Sanatın dönüştürücü gücüne inanıyorum. Benim için gösteri sanatları veya bu alandaki herhangi bir sanat formu, bireysel ve kolektif hayal gücümüze yer açmak için bize bir oyun alanı sunuyor. Bu, fiziksel performatifliğin dönüşümü, maddenin ve/veya malzemelerin dönüşümü ve fiziksel (olmayan) alanların dönüşümü şeklinde olabilir. Bu dönüşümün genellikle gerçeklikle bağlantılı veya gerçekliğin bir yansıması olduğuna inanıyorum.

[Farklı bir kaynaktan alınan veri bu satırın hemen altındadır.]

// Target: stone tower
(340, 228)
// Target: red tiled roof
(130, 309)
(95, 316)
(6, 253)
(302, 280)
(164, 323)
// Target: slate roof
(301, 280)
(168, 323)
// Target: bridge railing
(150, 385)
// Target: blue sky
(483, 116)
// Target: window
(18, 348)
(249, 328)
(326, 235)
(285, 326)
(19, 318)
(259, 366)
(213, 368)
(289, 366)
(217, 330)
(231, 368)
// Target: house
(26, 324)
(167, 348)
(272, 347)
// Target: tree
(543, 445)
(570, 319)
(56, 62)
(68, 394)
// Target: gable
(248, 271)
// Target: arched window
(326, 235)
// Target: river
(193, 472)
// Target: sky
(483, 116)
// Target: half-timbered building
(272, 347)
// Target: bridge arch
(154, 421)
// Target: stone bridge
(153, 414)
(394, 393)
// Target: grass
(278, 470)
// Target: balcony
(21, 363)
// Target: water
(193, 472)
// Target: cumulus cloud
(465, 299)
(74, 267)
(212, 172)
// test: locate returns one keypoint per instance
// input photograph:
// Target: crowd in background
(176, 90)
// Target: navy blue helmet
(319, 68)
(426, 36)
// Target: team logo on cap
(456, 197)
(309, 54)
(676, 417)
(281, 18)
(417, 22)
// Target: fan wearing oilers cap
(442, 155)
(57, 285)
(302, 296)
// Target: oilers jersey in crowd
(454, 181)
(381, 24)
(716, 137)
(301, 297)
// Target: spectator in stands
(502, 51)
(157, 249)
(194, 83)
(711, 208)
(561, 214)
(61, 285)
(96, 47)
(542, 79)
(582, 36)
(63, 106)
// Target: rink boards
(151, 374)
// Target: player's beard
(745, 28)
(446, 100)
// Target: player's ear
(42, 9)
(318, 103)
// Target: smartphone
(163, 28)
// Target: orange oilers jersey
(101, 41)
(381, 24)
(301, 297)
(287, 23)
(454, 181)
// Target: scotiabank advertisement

İnsanlığın küresel ölçekte içinden geçmekte olduğu pandemi süreci sizce gösteri sanatlarını gelecekte nasıl dönüştürecek?
Gelecekte gösteri sanatlarını nasıl dönüştüreceğinden emin değilim…. Bence biz ya da belki kendim, hala işlerin daha önceden nasıl yapıldığını yansıtmanın peşinde ve alandaki dinamikleri, kalıpları, yapıları ve sistemleri anlamak için kendimize zaman ayırma sürecindeyiz. Umuyorum ki, lüzumsuz turne trafiği yeniden başladığında çevreyi daha fazla düşünebilir ve ona daha fazla özen gösterebiliriz. Bunun yanı sıra umarım, gösteri sanatları, alanımız dışındaki insanlarla daha erişilebilir bir bağlantı kurabilir ve toplumumuzda daha fazla değer görebilir.

Bir performansçı olarak, pandeminin yarattığı zorlu koşullarla kişisel olarak nasıl başa çıkıyorsunuz? Yaratım sürecinde COVID-19'un getirdiği kısıtlamalara uymak zorunda kalmak yaratıcılığınızı nasıl etkiledi?
Pandeminin yarattığı koşullarla ilgili en zorlayıcı bulduğum şey, meslektaşlarımız arasındaki dengesizliğin gerçekten kendini göstermesi veya daha da vurgulanması oldu. Fırsatlar, görünürlük ve erişilebilirlik anlamında.

Size ilham verdiğini düşündüğünüz biri/leri var mı, varsa kimler?
Sanırım eğitimim sırasında, belirli performatif/dans tekniklerinde ve yöntemlerinde ustalaşmanın peşindeydim ve bu da bana başkalarının bu tekniklerde ustalaştığı veya bu teknikleri usta olarak öğrettiği fikrini düşündürdü. Yine de hayran olduğum ve ilham aldığım birçok sanatçı var.